MarketWatch tells us, "Want 5% yields? After Fed hike, it may be time to ditch high-yield savings accounts for money-market funds." The article says, "People focused on saving cash are poised to get another boost from the Federal Reserve on Wednesday as the central bank delivers another interest-rate hike. Even so, rising interest rates have not been lifting all accounts equally. The Fed raised the benchmark rate by 25 basis points to 5.25%-5.50%, the highest rate in 22 years. It marks the 11th rate hike of the Fed's last 12 meetings. Many high-yield savings accounts now have annual percentage yields of around 4%, up from an average of approximately 0.5% in March 2022, according to DepositAccounts.com, a platform that compares rates in U.S. savings accounts." It explains, "However, yields for many money-market mutual funds are now hovering at 5%, up from an average of 0.43% in March 2022, according to Crane Data, which tracks the industry. The seven-day yields for many money-market funds should hit the 5% mark as early as this weekend as the funds start absorbing the rate hike, according to Peter Crane, president and publisher of Crane Data. Money market funds -- low-risk mutual funds composed of holdings like high-quality government debt, repurchase agreements and corporate debt -- have swelled in size. On Tuesday, total assets in the funds hit a record-breaking $5.9 trillion, up $5.2 trillion at the end of 2022, according to Crane. The assets in funds geared at retail investors hit $1.97 trillion, up more than 20% year to date, Crane said. The mutual funds for institutional investors climbed to $3.81 trillion, up 10% over the same time period. 'Retail has been where the action has been over the last year,' Crane said. `The spread between deposit rates and money-market fund yields 'are finally big enough to make it worth moving,' he said." The MarketWatch piece asks, "So is it worth pulling money from high-yield savings accounts to chase even higher yields in money-market funds? Money-market funds have less liquidity, slightly higher risk -- hence the higher yield, experts say. Isabel Barrow, director, financial planning at Edelman Financial Engines, said yield is important, but it's not everything. Federal Deposit Insurance Corp. currently insures bank deposits up to $250,000 per account, while money-market funds are not covered by FDIC insurance, she said."

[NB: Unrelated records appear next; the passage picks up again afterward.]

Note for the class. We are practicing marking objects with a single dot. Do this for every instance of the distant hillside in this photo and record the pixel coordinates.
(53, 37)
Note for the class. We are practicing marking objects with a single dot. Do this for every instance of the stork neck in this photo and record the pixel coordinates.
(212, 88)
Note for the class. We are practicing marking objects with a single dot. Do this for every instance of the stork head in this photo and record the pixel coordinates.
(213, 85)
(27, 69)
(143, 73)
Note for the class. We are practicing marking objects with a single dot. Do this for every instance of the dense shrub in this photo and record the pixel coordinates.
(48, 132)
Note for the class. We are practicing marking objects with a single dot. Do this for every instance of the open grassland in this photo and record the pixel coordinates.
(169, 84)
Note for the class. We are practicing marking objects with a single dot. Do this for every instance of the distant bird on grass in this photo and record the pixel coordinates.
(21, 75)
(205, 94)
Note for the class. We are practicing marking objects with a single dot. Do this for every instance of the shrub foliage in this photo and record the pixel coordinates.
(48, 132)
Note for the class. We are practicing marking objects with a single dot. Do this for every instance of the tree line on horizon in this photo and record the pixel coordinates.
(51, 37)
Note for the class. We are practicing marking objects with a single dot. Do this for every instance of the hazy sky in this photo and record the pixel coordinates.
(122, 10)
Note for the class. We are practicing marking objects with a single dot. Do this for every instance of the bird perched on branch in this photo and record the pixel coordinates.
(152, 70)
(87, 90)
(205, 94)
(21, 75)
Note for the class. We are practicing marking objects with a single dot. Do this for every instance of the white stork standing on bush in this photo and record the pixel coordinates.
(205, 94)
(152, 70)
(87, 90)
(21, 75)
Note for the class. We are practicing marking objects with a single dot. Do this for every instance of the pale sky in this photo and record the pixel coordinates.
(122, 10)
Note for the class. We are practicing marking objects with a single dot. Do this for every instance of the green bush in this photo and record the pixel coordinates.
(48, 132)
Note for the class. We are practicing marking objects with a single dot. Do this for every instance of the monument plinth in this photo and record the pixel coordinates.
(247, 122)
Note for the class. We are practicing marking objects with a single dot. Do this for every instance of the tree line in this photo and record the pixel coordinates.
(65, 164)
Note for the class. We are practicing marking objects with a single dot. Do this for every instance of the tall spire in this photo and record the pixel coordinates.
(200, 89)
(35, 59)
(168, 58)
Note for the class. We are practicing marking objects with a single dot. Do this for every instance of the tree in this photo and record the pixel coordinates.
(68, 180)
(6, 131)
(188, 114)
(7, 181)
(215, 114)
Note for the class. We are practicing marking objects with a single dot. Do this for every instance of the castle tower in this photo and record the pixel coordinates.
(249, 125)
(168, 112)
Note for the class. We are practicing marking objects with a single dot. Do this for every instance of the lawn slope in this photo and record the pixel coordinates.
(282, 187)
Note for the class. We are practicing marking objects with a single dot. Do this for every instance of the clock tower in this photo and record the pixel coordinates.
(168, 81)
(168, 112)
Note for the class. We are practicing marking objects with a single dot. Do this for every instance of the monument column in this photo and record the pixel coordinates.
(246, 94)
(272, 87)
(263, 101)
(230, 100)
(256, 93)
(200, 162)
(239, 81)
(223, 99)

The Federal Reserve's Open Market Committee raised short-term interest rates for the 11th time in the past year and half Wednesday, bringing its Federal funds rate target up a quarter-point to a range of 5.25-5.50%. The release, entitled, "Federal Reserve issues FOMC statement," tells us, "Recent indicators suggest that economic activity has been expanding at a moderate pace. Job gains have been robust in recent months, and the unemployment rate has remained low. Inflation remains elevated. The U.S. banking system is sound and resilient. Tighter credit conditions for households and businesses are likely to weigh on economic activity, hiring, and inflation. The extent of these effects remains uncertain. The Committee remains highly attentive to inflation risks." It explains, "The Committee seeks to achieve maximum employment and inflation at the rate of 2 percent over the longer run. In support of these goals, the Committee decided to raise the target range for the federal funds rate to 5-1/4 to 5-1/2 percent. The Committee will continue to assess additional information and its implications for monetary policy. In determining the extent of additional policy firming that may be appropriate to return inflation to 2 percent over time, the Committee will take into account the cumulative tightening of monetary policy, the lags with which monetary policy affects economic activity and inflation, and economic and financial developments. In addition, the Committee will continue reducing its holdings of Treasury securities and agency debt and agency mortgage-backed securities, as described in its previously announced plans. The Committee is strongly committed to returning inflation to its 2 percent objective." The FOMC statement adds, "In assessing the appropriate stance of monetary policy, the Committee will continue to monitor the implications of incoming information for the economic outlook. The Committee would be prepared to adjust the stance of monetary policy as appropriate if risks emerge that could impede the attainment of the Committee's goals. The Committee's assessments will take into account a wide range of information, including readings on labor market conditions, inflation pressures and inflation expectations, and financial and international developments." We expect money fund yields to move higher in coming days as funds digest this most recent move.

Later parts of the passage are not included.